# My corner of heaven



## peatoluser (May 3, 2011)

No shop as such, just a workbench in the corner of the garage, but atleast it's all mine!





comes with the usual radio, whiteboard and chart pinned on the wall.
The portable "wooden shelf" next to the drill is perhaps the only unusual item. I got tired of bending down to set the height gauge against a ruler so made this so I can set it at eye level. Surface plates are the usual pieces of scrap stone kitchen tops.


----------



## Tin Falcon (May 3, 2011)

looks like a nice little shop to me. we all start where we are and what we have. 
Tin


----------



## tel (May 3, 2011)

Yep, quite a tidy set-up - some good work could be done there.


----------



## hitandmissman (May 3, 2011)

Nice set up you have there.


----------



## Heatherrose (May 4, 2011)

From meager means much HAS been achieved.
You have much to be proud of and thankful for.
 ;D
​


----------



## Tin Falcon (May 4, 2011)

the latest issue of the Home Shop Machinist has an article on the closest shop.
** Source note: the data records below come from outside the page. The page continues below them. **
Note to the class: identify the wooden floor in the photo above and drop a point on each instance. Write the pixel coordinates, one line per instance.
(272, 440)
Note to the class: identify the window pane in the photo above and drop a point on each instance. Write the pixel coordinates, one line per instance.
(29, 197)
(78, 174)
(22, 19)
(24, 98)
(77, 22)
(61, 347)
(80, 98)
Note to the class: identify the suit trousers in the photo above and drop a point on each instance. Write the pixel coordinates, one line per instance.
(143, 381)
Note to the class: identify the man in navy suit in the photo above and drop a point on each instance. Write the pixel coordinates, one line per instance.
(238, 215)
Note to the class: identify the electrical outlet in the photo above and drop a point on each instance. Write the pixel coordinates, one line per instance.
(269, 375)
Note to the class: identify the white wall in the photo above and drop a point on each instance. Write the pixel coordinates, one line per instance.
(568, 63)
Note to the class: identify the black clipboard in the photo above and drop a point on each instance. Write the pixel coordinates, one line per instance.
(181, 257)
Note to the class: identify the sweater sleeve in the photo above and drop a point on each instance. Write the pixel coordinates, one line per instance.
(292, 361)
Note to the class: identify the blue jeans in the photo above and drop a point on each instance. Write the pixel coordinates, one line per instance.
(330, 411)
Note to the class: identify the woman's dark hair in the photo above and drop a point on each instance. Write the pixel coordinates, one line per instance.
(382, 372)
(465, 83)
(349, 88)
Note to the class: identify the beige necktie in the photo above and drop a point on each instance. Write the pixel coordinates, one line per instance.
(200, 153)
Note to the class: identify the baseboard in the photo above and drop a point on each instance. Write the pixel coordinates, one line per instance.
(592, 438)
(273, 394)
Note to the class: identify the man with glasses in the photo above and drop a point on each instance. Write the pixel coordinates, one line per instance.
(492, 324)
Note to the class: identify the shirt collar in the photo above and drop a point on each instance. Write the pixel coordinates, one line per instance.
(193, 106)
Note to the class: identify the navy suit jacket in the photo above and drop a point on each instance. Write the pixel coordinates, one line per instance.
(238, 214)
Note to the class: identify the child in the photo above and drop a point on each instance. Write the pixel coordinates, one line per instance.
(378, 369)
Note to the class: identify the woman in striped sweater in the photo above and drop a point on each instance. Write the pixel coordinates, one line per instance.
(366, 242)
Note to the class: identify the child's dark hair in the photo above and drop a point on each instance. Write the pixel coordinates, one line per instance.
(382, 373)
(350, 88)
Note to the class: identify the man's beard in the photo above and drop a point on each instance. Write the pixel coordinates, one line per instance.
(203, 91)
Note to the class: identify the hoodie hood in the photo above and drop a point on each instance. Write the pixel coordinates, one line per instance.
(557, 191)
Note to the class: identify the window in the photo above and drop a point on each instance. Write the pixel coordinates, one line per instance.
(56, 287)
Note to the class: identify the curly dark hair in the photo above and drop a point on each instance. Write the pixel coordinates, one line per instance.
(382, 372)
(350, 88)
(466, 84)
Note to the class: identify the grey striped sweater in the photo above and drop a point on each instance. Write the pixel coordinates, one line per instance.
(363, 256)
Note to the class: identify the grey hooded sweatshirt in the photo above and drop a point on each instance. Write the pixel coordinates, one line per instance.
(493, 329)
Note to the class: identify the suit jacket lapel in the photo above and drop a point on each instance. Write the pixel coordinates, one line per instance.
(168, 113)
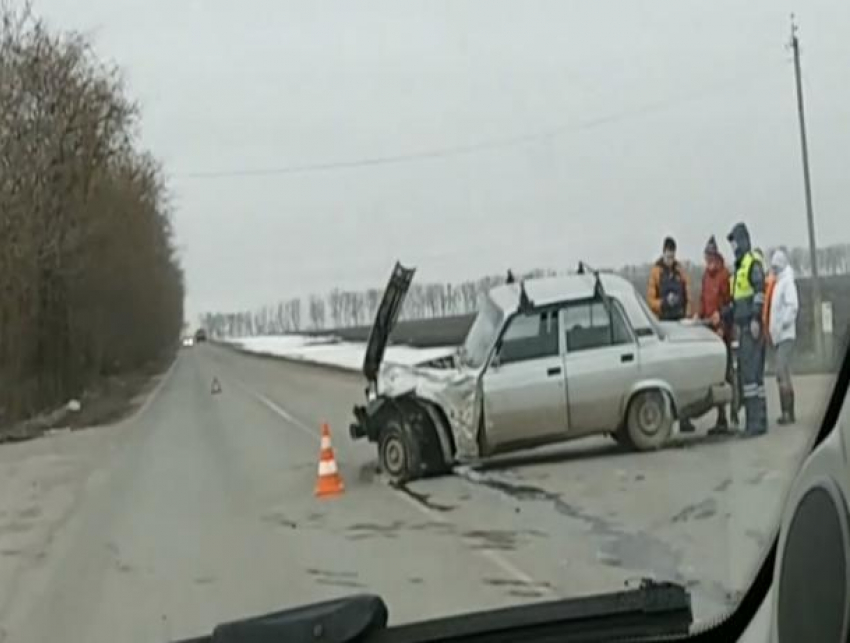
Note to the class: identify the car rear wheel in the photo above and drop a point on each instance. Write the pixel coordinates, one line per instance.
(398, 453)
(650, 420)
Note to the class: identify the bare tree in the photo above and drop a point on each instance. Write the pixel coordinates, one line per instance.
(317, 312)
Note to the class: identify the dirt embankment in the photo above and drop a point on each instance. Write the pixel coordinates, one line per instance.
(110, 399)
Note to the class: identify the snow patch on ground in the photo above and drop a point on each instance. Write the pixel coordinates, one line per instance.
(333, 351)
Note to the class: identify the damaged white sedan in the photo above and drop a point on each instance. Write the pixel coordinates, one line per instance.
(545, 361)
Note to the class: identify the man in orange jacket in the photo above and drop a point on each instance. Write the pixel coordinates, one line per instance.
(716, 295)
(668, 290)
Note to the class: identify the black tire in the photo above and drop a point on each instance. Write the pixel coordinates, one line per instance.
(649, 420)
(398, 453)
(621, 437)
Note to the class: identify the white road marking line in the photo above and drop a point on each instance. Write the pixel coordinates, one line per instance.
(493, 556)
(274, 408)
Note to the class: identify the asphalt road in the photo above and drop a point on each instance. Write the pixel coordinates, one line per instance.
(200, 509)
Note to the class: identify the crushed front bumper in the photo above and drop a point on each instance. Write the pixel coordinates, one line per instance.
(358, 429)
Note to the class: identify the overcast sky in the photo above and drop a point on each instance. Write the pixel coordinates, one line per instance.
(561, 130)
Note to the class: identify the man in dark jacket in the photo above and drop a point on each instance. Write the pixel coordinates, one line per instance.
(668, 295)
(668, 290)
(745, 312)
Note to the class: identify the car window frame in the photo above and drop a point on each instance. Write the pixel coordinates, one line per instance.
(610, 303)
(495, 353)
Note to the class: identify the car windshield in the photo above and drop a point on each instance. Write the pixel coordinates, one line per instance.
(210, 210)
(482, 334)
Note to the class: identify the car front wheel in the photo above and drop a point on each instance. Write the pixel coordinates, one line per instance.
(397, 452)
(650, 420)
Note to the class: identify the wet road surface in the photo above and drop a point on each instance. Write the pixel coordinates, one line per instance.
(200, 509)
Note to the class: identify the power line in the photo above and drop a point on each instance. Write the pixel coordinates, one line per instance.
(473, 148)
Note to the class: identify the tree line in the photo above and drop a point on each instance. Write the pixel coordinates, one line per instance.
(348, 308)
(90, 281)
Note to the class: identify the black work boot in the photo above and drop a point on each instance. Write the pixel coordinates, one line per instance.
(792, 415)
(784, 404)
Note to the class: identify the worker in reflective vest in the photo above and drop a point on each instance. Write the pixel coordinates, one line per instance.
(746, 313)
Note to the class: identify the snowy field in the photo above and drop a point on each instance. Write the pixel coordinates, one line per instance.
(332, 351)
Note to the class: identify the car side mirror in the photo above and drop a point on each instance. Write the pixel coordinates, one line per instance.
(497, 359)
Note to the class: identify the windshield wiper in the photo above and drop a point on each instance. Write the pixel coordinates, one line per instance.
(652, 610)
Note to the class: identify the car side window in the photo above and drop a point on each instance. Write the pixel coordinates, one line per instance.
(593, 325)
(530, 336)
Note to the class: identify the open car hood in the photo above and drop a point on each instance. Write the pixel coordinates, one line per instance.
(385, 319)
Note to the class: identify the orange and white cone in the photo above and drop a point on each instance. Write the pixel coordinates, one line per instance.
(329, 482)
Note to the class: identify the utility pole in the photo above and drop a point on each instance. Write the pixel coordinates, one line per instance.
(817, 299)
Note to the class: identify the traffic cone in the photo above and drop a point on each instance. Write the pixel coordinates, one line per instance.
(329, 482)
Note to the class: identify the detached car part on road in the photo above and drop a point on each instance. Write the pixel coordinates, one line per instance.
(545, 361)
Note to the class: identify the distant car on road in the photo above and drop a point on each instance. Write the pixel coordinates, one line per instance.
(545, 361)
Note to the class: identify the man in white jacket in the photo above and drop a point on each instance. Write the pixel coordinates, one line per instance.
(784, 306)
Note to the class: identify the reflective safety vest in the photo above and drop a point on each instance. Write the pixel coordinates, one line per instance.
(739, 281)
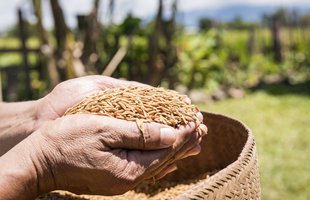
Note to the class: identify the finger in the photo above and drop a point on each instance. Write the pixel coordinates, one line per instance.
(199, 116)
(167, 170)
(187, 100)
(190, 144)
(204, 129)
(118, 133)
(173, 156)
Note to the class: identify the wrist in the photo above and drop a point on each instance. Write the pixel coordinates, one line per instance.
(18, 176)
(24, 172)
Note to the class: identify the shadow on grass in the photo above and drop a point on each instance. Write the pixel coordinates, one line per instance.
(284, 88)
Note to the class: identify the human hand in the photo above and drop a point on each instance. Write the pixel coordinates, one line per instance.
(100, 155)
(70, 92)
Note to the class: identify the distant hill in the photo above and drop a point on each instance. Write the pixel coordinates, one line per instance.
(227, 13)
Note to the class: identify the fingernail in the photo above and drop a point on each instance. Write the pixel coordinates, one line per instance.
(167, 136)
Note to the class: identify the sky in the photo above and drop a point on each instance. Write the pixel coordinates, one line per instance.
(140, 8)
A corner of a garage is bigger. 
Tin


----------



## Allthumbz (May 13, 2011)

What a well-organized space!

I have a small portion of the basement- so organization is definitely key!

Best,

Nelson
***************.com


----------



## student123 (May 15, 2011)

Yes a tidy looking set-up. Maybe just the photography but it looks well lit too. Good to see anothe Taig in situ.

Mike


----------



## peatoluser (May 15, 2011)

Perhaps I should own up and state that the workbench is NEVER that tidy :big:
A couple of flourescents in the roofspace and seperate LED by the lathe really help with illumimation.
I'm a big believer in bringing as much light to bear as possible.


----------



## Allthumbz (May 20, 2011)

Light is essential, in my opinion. I don't know how anyone can work in dimly lit shops (although they did it, in ages past, and produced some amazingly precise work). I like large 32W florescents, and a separate lamp on each machine, focusing on the workpiece.

Nelson


----------



## steamer (May 20, 2011)

Looks like a great shop to me!  Much neater than mine at the moment!

Dave


----------



## excalibus (Jul 10, 2011)

You have a garage!!! You have excellent lighting... 

You lucky lucky basss tard ;D ... 

All I have is a patio lol... Open to the elements - well at least it does have a roof and poor lighting (for now)... :bow:


----------



## vedoula (Jul 10, 2011)

is the lathe a taig?
How do you like it?


----------



## peatoluser (Jul 17, 2011)

Sorry fo the delay in replying, been bumbling round the pyrenees for a couple of weeks.
Yes the lathe's a Taig and I like it very much. 
Although small, it does everything i want to do and can probably do more.
accessories are reasonably priced and there's a great deal of imformation on the web about modifying/building your own.
I use it for all my milling. I have the vertical slide but most of the time I use sub tables clamped to the cross slide.
I reckon it's the best value lathe on the market
yours
peter


----------